I was nervous my boys would get hurt outside. They fall often if they overdo it physically but I didn’t want them to feel left out, so off we went. We have a small area of grass, a small concrete patio and a playhouse with a slide attached that we’ve had for years.
My four year old ran off to drive her “little tikes” car and go down the slide. I sat down on the patio watching my daughter scoot around happily, but my boys just stood there watching her. It was like they suddenly realized how much their lives had changed in recent years. I saw their faces change from excitement to sadness as they looked around the backyard solemnly. They used to be able to climb and go down that same slide, but the couldn’t anymore. They used to be able to keep up with their little sister… but not anymore. “There’s nothing we can play with out here,” my oldest son said sadly and started to head back inside.
I felt so bad for them.
After rummaging through our outdoor toy bin I found a few squirt guns and filled them up. They started squirting each other and laughing. I felt relieved until the boys muscle weakness once again took the reins and they started to have trouble pulling the trigger. It started to hurt their fingers and they turned to head back inside, defeated by their efforts. I didn’t want them to give up. They already feel like the outside world was made for everyone but them, I didn’t want them to feel that way at home.
I didn’t want this to be our memory of the day. They never ask to play outside anymore, and I desperately wanted this to be a good experience.

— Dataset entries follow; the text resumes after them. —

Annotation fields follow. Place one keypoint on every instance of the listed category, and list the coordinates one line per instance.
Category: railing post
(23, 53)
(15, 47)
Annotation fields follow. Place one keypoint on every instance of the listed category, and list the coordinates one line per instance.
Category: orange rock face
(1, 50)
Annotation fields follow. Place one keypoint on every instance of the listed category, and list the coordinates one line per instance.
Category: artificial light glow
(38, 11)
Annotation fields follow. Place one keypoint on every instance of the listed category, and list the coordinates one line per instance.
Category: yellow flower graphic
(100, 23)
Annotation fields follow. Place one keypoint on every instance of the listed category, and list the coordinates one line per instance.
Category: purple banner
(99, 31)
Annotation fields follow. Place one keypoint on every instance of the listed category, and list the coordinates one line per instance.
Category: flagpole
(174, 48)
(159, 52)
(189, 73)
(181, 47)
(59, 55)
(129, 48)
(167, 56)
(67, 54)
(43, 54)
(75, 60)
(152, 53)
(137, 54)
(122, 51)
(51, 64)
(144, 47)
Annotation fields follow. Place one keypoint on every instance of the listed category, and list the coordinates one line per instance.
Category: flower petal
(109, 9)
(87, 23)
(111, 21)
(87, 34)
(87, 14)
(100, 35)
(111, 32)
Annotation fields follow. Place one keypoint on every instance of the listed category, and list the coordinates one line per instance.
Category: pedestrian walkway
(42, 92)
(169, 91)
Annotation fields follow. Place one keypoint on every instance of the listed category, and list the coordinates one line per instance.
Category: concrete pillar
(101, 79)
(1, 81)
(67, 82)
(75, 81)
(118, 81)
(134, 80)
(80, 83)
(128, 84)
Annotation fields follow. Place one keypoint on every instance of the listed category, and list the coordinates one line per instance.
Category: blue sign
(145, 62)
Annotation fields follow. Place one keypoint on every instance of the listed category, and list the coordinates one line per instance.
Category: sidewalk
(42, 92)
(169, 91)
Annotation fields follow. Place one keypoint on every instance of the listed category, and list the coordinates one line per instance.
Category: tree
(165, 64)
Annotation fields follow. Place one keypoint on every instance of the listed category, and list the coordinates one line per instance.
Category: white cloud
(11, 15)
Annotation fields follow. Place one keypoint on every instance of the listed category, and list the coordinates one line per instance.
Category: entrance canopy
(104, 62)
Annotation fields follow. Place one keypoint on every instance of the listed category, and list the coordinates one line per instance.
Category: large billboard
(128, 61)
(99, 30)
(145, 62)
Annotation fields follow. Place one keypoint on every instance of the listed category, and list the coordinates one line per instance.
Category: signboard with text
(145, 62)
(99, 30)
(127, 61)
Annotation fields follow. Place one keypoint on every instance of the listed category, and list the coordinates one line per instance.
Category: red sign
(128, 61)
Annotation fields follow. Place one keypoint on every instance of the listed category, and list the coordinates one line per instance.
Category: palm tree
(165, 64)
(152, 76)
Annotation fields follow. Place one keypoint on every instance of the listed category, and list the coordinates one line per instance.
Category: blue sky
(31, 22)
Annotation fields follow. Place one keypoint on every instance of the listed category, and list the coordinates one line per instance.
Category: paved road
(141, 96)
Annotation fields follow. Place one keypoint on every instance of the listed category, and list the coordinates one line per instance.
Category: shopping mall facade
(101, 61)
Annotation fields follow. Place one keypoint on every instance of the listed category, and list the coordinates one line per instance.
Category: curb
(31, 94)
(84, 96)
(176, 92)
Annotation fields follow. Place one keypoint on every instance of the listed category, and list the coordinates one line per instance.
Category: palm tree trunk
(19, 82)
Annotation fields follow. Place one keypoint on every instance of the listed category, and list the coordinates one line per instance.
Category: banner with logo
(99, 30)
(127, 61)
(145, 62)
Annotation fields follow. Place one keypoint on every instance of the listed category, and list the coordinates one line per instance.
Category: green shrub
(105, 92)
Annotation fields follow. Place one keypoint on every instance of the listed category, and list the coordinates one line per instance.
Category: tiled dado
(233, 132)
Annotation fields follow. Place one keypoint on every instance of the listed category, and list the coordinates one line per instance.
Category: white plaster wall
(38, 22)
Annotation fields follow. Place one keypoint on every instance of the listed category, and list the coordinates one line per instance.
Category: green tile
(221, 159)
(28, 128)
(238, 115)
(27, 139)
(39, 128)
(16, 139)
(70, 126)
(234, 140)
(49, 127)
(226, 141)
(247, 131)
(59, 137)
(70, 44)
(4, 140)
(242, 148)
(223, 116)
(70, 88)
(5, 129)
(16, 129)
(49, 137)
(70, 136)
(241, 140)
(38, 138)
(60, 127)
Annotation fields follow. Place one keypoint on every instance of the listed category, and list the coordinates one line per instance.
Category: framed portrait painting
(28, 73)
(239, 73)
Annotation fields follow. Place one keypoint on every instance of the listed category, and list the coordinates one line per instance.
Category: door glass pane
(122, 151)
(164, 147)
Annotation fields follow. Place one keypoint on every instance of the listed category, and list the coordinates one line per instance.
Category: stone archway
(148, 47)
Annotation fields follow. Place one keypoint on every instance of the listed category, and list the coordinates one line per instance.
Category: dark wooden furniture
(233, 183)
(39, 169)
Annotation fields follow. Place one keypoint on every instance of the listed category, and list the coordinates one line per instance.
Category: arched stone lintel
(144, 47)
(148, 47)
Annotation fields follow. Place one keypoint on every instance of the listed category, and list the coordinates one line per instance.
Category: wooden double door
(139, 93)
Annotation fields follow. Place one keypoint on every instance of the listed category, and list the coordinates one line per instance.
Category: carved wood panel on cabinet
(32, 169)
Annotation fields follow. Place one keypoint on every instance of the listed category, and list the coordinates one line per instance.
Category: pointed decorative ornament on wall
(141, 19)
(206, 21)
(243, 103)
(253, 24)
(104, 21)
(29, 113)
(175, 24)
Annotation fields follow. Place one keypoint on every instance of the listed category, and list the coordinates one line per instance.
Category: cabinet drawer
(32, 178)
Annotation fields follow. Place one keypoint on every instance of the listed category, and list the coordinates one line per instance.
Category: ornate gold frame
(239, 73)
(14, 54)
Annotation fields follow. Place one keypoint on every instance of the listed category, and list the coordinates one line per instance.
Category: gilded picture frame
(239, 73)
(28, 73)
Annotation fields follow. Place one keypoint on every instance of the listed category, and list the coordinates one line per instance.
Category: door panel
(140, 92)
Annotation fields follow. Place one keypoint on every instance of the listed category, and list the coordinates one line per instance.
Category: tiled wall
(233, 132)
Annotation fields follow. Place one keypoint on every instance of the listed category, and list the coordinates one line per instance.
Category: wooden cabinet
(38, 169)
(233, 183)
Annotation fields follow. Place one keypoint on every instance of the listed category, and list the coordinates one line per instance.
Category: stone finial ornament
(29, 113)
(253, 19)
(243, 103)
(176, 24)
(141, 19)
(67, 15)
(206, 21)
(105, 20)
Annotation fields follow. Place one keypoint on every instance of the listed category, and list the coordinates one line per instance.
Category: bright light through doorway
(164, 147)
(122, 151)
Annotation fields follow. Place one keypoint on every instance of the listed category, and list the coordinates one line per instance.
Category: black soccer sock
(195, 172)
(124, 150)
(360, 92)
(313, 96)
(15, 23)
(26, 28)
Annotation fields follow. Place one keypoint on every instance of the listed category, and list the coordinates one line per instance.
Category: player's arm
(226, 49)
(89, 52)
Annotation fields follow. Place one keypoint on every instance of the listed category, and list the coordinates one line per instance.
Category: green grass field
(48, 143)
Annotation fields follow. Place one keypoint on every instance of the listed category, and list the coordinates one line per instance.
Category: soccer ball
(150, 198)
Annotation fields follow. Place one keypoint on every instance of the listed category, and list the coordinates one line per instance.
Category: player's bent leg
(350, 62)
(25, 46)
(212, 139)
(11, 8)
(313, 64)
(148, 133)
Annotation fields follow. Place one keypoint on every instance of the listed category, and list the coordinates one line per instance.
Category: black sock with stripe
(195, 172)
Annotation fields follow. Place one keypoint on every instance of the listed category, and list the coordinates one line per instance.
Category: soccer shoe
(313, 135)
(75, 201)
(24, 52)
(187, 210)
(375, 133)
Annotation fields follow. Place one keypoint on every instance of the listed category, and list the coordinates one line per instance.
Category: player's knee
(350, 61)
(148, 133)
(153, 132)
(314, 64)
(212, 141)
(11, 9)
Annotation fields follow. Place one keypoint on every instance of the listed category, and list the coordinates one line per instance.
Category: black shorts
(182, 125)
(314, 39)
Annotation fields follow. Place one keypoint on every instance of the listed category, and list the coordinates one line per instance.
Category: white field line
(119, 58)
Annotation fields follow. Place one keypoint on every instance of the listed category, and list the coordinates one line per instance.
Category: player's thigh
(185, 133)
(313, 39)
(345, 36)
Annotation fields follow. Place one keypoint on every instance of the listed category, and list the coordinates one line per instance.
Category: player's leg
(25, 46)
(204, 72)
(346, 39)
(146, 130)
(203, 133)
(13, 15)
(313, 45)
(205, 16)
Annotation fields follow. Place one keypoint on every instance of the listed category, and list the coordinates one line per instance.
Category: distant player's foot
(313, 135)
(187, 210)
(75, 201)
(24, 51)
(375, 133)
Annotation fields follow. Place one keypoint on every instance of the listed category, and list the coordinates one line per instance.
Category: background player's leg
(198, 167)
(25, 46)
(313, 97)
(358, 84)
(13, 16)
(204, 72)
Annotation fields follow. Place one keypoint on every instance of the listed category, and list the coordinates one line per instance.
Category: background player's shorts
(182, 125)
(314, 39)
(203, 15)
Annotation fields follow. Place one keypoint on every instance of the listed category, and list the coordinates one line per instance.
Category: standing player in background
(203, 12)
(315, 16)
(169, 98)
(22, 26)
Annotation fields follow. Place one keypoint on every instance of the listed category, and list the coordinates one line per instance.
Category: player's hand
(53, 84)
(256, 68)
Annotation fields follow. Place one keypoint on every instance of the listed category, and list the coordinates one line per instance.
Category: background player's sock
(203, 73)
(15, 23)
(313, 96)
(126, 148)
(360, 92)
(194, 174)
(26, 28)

I went inside to fill up the squirt gun for my daughter again and felt the tears begin to fall down my cheeks. Why does everything have to be so hard for my precious boys? Pity rushed over me like a wave and the tears continued to fall. I felt pity for myself, pity for my sweet boys and pity for all the special needs children that feel defeated every time they try to do ordinary things like play outside.
When I walked back outside I heard the best sound in the world, the sound of my kids laughing together. My daughter was driving her little pink car, and my boys were pretending to direct traffic. They were imagining they were all at the Grand Canyon and they had to protect their sister from driving off the cliff (or sidewalk). Then we all sat down in the sunshine looking for rolly-pollies together.
Suddenly my feelings of sorrow and pity faded and all I felt was intense gratitude. A simple memory on a sunny weekday afternoon turned from frustrating to fun because of my children’s ability to find joy everywhere, even in the constant obstacles they face.
That day made me realize something.
Each moment we face that brings us despair, sadness and self pity is almost always followed by a beautiful moment worthy of praise.
What started out as pity turned to praise in the blink of an eye and by the time we went back inside the sun was fading and my heart was full. ALL three of my kids had fun that day, and that meant the world to me.
My children are resilient little warriors. They don’t dwell on what they used to be able to do, so why should I? They just do what they can and look for joy in every single moment. They didn’t give in to their feelings of frustration, they found a way to enjoy the moment. They inspire me every day to do the same.
We can all learn so much from children.
If we try we can all take our moments of pity and frustration and turn them into moments of praise. We can praise God for another day together. We can praise Him for the sunshine, the rolly-pollies, and the stunning resilient nature of children.
Rain or shine, let us never forget to change our focus from pity to praise. Trust me, it makes all the difference.